The Xi Jinping-led China has become more assertive on the international stage but what is less known globally until recently is that the Chinese government has ramped up its repressive tools to crackdown regions under its occupation. In a report released last week, the author Dr. Adrian Zenz, a German anthropologist, detailed how the Chinese authorities are expanding a mass labour programme in Tibet mirroring the forced labor operations in East Turkistan. Reuters further corroborated his findings in its report dated Sept 22.
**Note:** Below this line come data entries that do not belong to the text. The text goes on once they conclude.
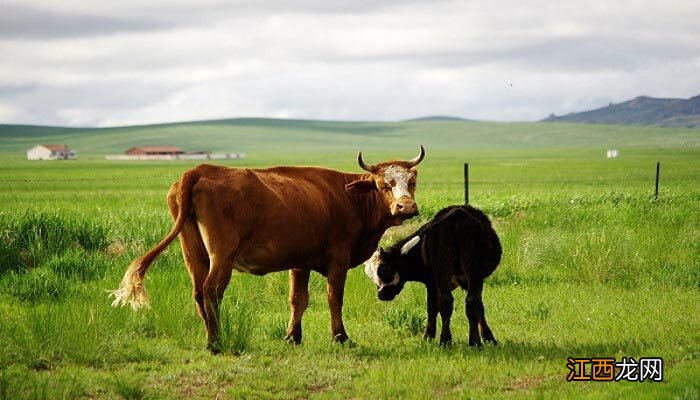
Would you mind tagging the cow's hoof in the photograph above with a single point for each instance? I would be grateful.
(214, 349)
(292, 339)
(341, 338)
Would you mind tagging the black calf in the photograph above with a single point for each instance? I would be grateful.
(457, 248)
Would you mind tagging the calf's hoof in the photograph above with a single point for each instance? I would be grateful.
(446, 340)
(293, 339)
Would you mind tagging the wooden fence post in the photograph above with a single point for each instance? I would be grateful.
(466, 183)
(656, 190)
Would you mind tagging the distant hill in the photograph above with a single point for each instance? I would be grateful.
(641, 110)
(255, 136)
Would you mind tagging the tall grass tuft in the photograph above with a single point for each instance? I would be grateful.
(237, 324)
(32, 238)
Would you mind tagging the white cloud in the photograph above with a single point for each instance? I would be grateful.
(128, 62)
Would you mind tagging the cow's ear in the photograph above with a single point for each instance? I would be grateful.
(409, 245)
(360, 187)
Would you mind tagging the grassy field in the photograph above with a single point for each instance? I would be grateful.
(593, 267)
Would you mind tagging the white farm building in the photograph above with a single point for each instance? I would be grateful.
(51, 152)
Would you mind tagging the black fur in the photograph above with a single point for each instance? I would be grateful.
(460, 245)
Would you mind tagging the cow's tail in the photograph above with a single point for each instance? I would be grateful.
(132, 290)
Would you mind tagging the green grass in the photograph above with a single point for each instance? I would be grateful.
(593, 266)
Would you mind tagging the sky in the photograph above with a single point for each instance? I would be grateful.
(128, 62)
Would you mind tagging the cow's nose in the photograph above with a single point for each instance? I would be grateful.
(407, 208)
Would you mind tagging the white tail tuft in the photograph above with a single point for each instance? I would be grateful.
(131, 291)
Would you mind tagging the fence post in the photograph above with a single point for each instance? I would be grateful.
(466, 183)
(656, 190)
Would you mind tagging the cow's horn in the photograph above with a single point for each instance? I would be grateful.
(369, 168)
(419, 158)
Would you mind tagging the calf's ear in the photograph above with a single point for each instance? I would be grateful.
(360, 187)
(409, 245)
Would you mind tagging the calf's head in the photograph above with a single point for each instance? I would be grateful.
(395, 181)
(385, 268)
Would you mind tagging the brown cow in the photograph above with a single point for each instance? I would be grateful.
(300, 219)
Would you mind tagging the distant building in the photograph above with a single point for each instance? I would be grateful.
(166, 153)
(154, 151)
(51, 152)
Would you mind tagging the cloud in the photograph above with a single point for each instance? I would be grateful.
(113, 63)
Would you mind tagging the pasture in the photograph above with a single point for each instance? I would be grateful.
(593, 266)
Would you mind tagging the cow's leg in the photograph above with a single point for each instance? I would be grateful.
(221, 256)
(194, 253)
(298, 300)
(197, 261)
(214, 287)
(472, 309)
(336, 289)
(432, 312)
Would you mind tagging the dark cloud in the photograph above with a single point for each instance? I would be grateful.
(586, 53)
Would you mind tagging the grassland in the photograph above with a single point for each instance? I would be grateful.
(593, 267)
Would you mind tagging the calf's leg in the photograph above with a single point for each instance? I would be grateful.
(446, 304)
(298, 301)
(432, 313)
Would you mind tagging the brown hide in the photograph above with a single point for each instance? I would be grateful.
(282, 218)
(286, 217)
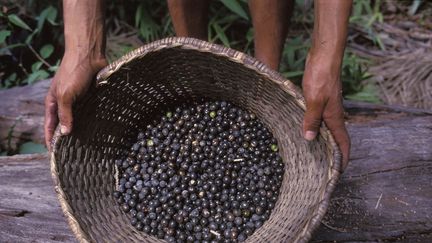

The report revealed how Beijing has exchanged tried and tested oppressive policies between Tibet and East Turkestan (Ch: Xinjiang), resulting in over half a million Tibetans forced to take part in a coercive program in military-style training centres by the Chinese government from January to July of this year. Tibetan farmers and herders are forced into a program that forces them to give up their traditional lifestyles to undergo mandatory training in centralized vocational facilities. The program is ostensibly meant to alleviate poverty, but it is obvious that these measures are designed to destroy the Tibetan culture and way of life.
The Central Tibetan Administration’s spokesperson, Secretary Karma Choeying remarked, “The coercive labor program of communal vocational training centers for Tibetan herders and farmers and their systematic transfers to work in faraway factories and communes in the guise of poverty alleviation is nothing but a state-sponsored effort to systematically and forcefully assimilate Tibetan people and their distinct culture, language, faith and way of life into what they call single entity of Chinese nation-race.”
The fact that repressive policies in Tibet and Xinjiang tend to overlap is not a surprise. Chen Quanguo, the Party Secretary of the so-called Tibet Autonomous Region (TAR) from 2011-2016 was transferred to Xinjiang in 2016 where he implemented the same ruthless policies implemented in TAR.
For China, Tibet and East Turkestan share characteristics that propel them to spend vast amounts of resources to suppress the two regions. People from both regions have their own histories, cultural identities, and languages that are completely unique from the rest of China. But perhaps most importantly, both regions are deeply religious people: Buddhists in Tibet and Muslims in Xinjiang. In today’s China, the government forces complete loyalty, and any threat to this is seen as something that needs to be eradicated, which is a violation of human rights.
“The Tibetan people’s unshakable pride in their distinct identity and culture and their unwavering faith in His Holiness the Dalai Lama withstood the brutal onslaught of the Chinese Government’s policies during the last 60 plus years in various forms and interpretations with a singular motive to obliterate Tibetan Culture, language, faith, and way of life. This onslaught too shall fail against the indomitable and resilient spirit of the Tibetan people with the support of the people and governments across the world who stand for truth and justice,” asserted Secretary Karma Choeying.